Solution answer solved

Moles of Ag⁺ = Initial moles of Ag⁺ - Moles of KSCN added

Moles of Ag⁺ = 0.014 moles - 1.98×10⁻³ moles

Moles of Ag⁺ in 55 mL = 0.033055 moles

Moles of Ag⁺ that precipitated:

Moles of C2H3O2⁻ in 55 mL solution = Moles of Ag⁺ that precipitated

Moles of C2H3O2⁻ in 55 mL solution = 0.033055 moles

Volume of AgNO3 solution = 35.0 mL = 0.0350 L

Concentration of AgNO3 = 0.250 M

The balanced chemical equation for the reaction between AgNO3 and NaC2H3O2 is:

AgNO3 + NaC2H3O2 → AgC2H3O2 + NaNO3

Volume of NaC2H3O2 solution B = 30.0 mL = 0.0300 L

Concentration of NaC2H3O2 = 0.300 M

To calculate the moles of silver ion (Ag⁺) that formed the silver acetate precipitate and the moles of acetate ion (C2H3O2⁻) in the precipitate, we can use the information provided.

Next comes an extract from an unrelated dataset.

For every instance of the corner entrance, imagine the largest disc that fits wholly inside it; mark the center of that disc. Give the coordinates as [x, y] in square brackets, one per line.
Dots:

1. Moles of Ag⁺ that formed the silver acetate precipitate: We already have the initial moles of Ag⁺ in solution A, B, and C. Since the reaction between AgNO3 and NaC2H3O2 is a 1:1 ratio, the moles of Ag⁺ are equal to the moles of acetate ion (C2H3O2⁻) in the precipitate.

Therefore, the moles of acetate ion present in the 55.0 mL filtrate is 0.045 moles.